Em razão da absorção dos colírios pela corrente sanguínea, é importante relatar ao seu medico quaisquer outros medicamentos em utilização no momento.

Alguns medicamentos podem tornar-se perigosos quando associados a outros. Pergunte ao seu medico e ou farmacêutico se os diversos medicamentos que você utiliza são seguros quando associados.

A fim de minimizar a absorção pela corrente sanguínea e aumentar a quantidade absorvida pelo olho feche seus olhos por um ou dois minutos após a administração dos colírios, pressionando levemente o canto do olho perto do nariz para fechar os ductos de drenagem da lagrima. O mesmo que todos os medicamentos possuam potenciais efeitos adversos, é importante observar que a grande maioria dos pacientes não apresenta nenhum efeito adverso.

USO ORAL

Ocasionalmente os colírios não são suficientes para controlar a PIO. Quando isto acontece, medicação via oral deve ser prescrita em adição aos colírios. Essa medicação, que apresenta mais efeitos adversos do que os colírios, também age diminuindo a "torneira" do olho, diminuindo a produção do líquido intra-ocular.

Esta medicação via oral usualmente é prescrita de duas até quatro vezes ao dia. É importante levar esta informação também aos seus outros médicos. Fazendo isso você estará contribuindo para que eles não lhe prescrevam drogas que possam causar interações medicamentosas perigosas.

A seguir citamos alguns inibidores da anidrase carbônica comumente prescritos e seus efeitos adversos:

CIRURGIA

CIRURGIA A LASER

A cirurgia a LASER tornou-se um método popular como passo intermediário entre as drogas e a cirurgia tradicional. O tipo mais comumente empregado para o glaucoma de ângulo aberto é chamado trabeculoplastia. Este procedimento dura de 10 a 20 minutos, não causa dor e pode ser efetuado no consultório médico.

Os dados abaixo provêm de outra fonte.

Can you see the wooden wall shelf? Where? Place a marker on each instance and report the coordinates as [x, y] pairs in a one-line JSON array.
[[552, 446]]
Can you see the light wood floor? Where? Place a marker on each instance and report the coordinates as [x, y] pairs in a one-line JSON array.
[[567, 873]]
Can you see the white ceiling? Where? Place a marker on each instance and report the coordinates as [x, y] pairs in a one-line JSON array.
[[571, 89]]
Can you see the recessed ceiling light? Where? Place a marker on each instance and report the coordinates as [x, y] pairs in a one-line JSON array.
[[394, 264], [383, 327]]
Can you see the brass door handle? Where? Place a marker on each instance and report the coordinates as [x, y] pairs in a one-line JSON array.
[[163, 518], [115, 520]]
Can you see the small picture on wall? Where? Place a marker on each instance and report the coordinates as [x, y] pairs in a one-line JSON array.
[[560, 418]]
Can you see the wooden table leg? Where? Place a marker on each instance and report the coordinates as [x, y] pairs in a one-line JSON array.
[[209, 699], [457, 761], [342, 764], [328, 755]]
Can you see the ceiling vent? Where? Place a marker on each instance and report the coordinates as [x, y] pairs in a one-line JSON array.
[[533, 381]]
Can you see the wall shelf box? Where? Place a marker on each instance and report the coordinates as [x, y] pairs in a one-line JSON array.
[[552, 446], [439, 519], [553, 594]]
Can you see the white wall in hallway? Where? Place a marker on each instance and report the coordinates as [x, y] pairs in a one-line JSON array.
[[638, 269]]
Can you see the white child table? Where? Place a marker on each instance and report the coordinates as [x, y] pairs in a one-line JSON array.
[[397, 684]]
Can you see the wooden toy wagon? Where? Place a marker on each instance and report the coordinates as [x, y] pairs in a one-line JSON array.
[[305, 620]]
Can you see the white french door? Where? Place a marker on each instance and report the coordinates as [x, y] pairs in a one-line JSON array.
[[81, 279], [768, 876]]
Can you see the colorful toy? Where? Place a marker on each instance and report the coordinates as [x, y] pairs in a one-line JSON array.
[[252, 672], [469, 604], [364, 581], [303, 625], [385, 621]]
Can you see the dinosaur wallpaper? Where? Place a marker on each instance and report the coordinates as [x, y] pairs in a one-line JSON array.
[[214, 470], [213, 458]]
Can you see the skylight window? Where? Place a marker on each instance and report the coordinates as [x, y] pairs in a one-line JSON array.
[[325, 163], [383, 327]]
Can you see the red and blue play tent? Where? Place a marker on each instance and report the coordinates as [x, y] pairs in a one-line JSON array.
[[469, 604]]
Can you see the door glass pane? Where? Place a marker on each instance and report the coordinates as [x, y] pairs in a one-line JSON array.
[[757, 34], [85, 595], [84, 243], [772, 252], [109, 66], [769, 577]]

O feixe de LASER é focalizado acima do ponto de drenagem do olho. Ao contrário do que muitas pessoas imaginam, o LASER não "fura" o olho. Ao invés disso, seu calor intenso e localizado, faz com que algumas áreas do mecanismo de drenagem abram-se, resultando em uma passagem mais fácil do fluido intra-ocular para fora do olho.

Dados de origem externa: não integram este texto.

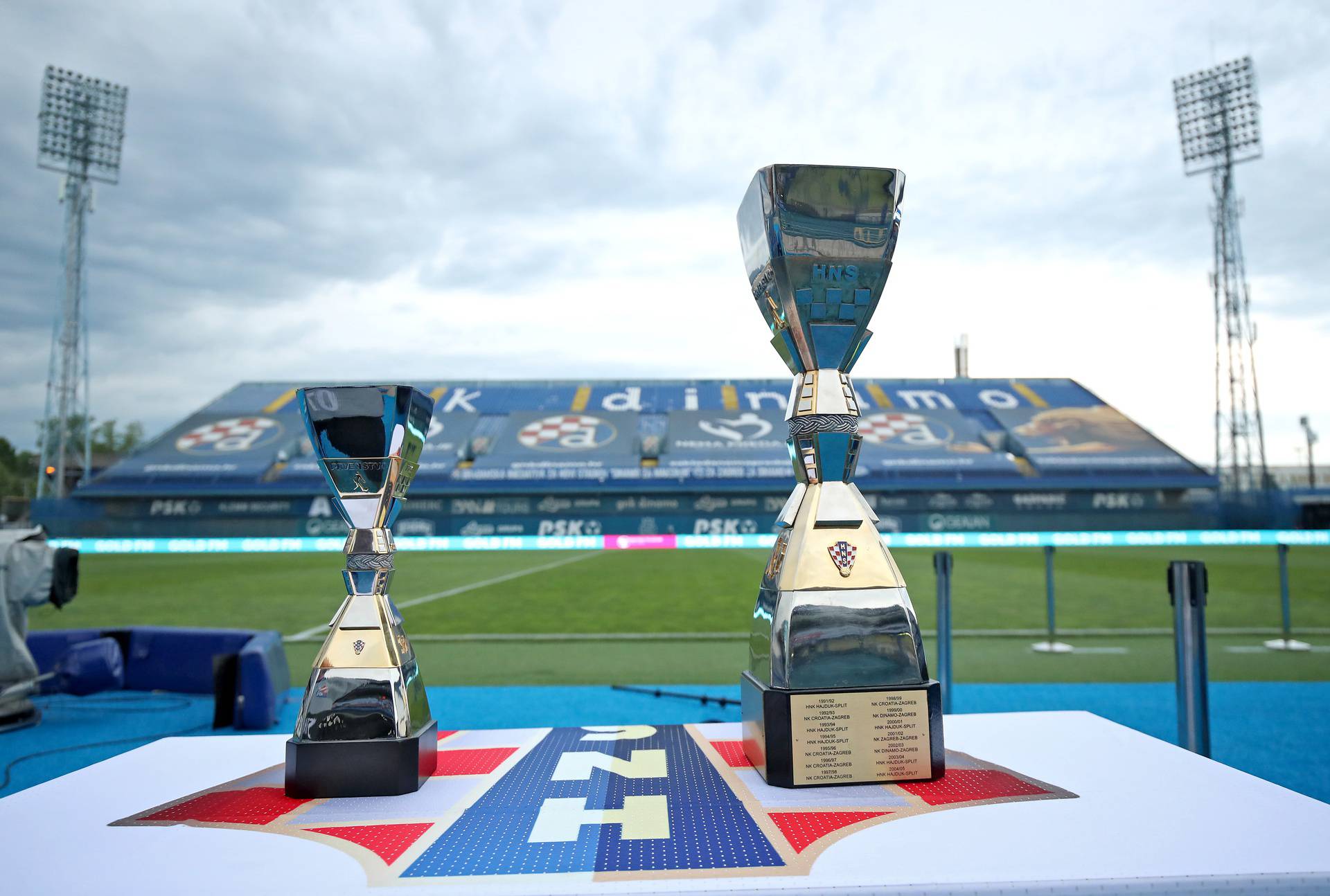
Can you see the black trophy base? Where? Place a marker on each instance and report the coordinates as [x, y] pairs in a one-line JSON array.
[[844, 735], [383, 767]]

Você pode ir para casa e retomar suas atividade normais logo após a cirurgia. Seu médico deve verificar a pressão de seu olho em uma ou duas horas após o procedimento. Após este procedimento, quase 80% de todos os pacientes respondem suficientemente bem, adiando um procedimento cirúrgico mais complexo.

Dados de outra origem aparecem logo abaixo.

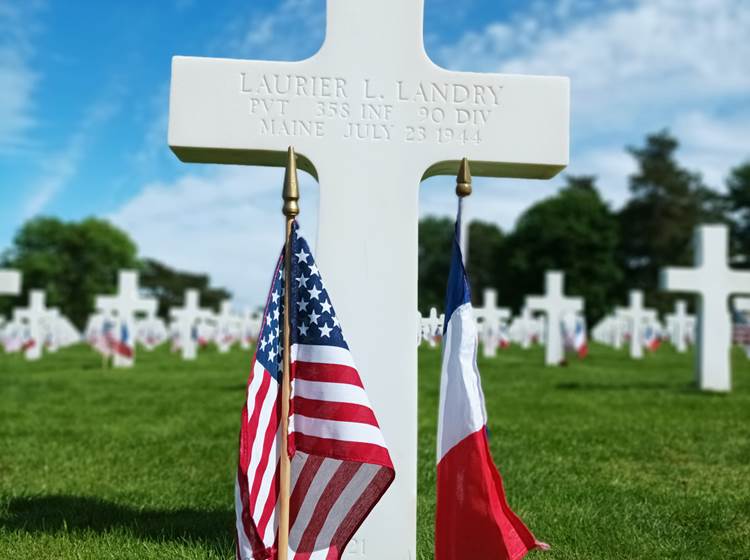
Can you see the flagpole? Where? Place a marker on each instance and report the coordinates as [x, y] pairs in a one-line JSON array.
[[290, 210], [463, 189]]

Pode levar algumas semanas para observar-se a real diminuição da pressão ocular, motivo pelo qual você deve continuar com a medicação até que seu médico julgue necessário. Catarata não é um efeito adverso do LASER e as complicações são insignificantes, daí por que este método tornou-se extremamente popular.

CIRURGIA TRADICIONAL

A mais comum das cirurgias é chamada trabeculectomia. Nesse procedimento, o cirurgião remove uma pequena parte da malha trabecular - ponto de drenagem. Isto facilita a saída do humor aquoso, reduzindo a pressão. Este procedimento geralmente é feito sob anestesia local, tanto a nível ambulatorial como hospitalar. É importante notar que seus olhos não terão a mesma visão durante algumas semanas após o procedimento.

Apesar de a trabeculectomia ser um procedimento cirúrgico relativamente seguro, aproximadamente um terço dos pacientes desenvolvem catarata num prazo de cinco anos. Após a cirurgia muitos pacientes podem descontinuar o uso de medicamentos antiglaucomatosos. Talvez 10 a 15% dos pacientes necessitem alguma cirurgia adicional.

CONCLUSÃO

O exame oftalmológico de rotina é vital para a saúde de seus olhos. No caso de seu médico oftalmologista detectar glaucoma, o tratamento precoce pode ajudar a prevenir a perda visual.